Em vez de começar a resolver na raiz essa aristocratização da boa educação que vigora no Brasil (com os mais ricos tendo acesso a melhor ensino fundamental e médio, o que os leva a serem mais numerosos nas universidades públicas), os governos brasileiros se limitaram a ampliar a possibilidade de ingresso nas faculdades, sem aumentar a qualidade e o número dos egressos ao ensino médio. A ideia de que o diploma universitário precisa ser obtido de qualquer forma foi incutida nas pessoas como se isso garantisse o seu futuro.

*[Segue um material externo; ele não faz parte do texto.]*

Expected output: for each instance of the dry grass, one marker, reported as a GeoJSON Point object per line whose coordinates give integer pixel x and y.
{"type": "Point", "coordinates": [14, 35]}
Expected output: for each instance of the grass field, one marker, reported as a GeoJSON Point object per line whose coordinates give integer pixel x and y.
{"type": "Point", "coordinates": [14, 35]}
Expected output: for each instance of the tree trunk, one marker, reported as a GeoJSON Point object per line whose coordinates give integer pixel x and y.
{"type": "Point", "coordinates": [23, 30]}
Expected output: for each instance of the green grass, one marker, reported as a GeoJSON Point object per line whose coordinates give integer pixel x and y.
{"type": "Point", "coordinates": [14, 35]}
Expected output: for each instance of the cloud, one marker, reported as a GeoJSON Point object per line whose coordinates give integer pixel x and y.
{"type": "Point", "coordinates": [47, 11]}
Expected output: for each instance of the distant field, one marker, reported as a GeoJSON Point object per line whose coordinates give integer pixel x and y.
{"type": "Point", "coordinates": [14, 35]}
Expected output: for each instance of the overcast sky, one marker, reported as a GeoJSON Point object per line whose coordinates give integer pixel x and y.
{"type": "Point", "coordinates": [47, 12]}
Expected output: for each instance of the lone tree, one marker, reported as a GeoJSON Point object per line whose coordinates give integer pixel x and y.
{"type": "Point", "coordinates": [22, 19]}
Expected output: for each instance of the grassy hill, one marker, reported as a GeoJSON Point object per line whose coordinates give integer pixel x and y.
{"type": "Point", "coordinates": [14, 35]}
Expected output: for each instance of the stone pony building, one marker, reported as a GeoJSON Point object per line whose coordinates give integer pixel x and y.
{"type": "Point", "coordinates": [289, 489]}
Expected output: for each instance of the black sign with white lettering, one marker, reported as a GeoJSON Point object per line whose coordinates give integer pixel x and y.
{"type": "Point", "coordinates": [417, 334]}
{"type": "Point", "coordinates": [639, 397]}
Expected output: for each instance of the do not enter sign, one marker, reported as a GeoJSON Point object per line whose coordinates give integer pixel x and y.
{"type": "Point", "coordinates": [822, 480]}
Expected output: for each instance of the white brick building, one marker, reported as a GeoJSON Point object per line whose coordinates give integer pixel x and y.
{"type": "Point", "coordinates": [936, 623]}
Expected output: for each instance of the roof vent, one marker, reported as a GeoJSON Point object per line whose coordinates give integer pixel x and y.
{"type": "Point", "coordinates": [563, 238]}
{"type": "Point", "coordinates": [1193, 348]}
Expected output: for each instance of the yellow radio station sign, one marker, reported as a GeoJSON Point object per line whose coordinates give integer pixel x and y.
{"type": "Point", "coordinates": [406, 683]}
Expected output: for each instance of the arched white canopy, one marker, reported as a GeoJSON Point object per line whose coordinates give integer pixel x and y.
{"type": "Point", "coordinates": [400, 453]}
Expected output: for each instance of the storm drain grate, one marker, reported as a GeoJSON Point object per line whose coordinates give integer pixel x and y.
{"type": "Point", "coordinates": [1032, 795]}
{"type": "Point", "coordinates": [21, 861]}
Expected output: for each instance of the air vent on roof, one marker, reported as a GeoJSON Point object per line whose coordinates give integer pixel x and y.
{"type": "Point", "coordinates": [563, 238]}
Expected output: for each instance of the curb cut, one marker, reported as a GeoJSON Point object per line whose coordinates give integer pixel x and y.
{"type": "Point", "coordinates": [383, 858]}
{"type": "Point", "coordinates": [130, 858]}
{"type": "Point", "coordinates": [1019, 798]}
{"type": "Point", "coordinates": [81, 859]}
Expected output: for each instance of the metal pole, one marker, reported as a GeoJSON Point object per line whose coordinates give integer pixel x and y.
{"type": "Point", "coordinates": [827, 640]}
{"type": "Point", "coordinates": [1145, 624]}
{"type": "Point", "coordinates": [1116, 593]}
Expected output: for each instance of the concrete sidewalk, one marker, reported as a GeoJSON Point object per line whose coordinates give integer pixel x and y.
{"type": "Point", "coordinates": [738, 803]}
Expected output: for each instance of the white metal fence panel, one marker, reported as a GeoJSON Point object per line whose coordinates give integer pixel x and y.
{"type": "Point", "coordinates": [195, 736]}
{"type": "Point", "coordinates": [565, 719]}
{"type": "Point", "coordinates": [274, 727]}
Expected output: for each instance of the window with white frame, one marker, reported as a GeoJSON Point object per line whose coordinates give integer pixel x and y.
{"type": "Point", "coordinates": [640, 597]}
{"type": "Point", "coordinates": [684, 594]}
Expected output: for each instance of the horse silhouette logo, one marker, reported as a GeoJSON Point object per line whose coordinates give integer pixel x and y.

Da mesma maneira que inventamos o conceito de carro popular para os que estão na fronteira entre a pobreza e a classe média, oferecemos um diploma universitário popular. Certamente, isso trouxe autoestima a muitos jovens e seus familiares, mas o que dizer da formação profissional e das demandas reais do mercado de trabalho?
Cada vez mais enxuto, quando não atrasado tecnologicamente ou com mais frequência (como agora) em depressão, o mercado de trabalho pouco tem a oferecer a tantos formandos. E na competição geral dos muito diplomados, acabam prevalecendo nas empresas aqueles que obtiveram os melhores resultados… nas melhores universidades, em geral, públicas. Pois o mercado de trabalho encolheu e o ensino superior não se adaptou às exigências das novas tecnologias (justamente porque lhe falta educação de base e formação técnica sofisticada em larga escala).
Tratamos a educação como uma questão mercantil para usá-la como instrumento eleitoral, não como questão social ou como vetor do progresso. A direita, sempre gregária, está apenas interessada na manutenção dos privilégios históricos para as classes conhecidas. A esquerda, por sua vez, perdeu a capacidade de sonhar grande o futuro e de mobilizar amplas camadas populares para lutarem juntas pelo sonho de quebrar os privilégios – preferiu se limitar à incorporação de alguns desfavorecidos entre os privilegiados.
No campo do ensino, esse sonho é o de um Brasil total e corretamente alfabetizado, amplamente educado em escolas públicas de máxima qualidade e igual para todos – independente de renda, raça e endereço –, com professores bem pagos, bem preparados e dedicados.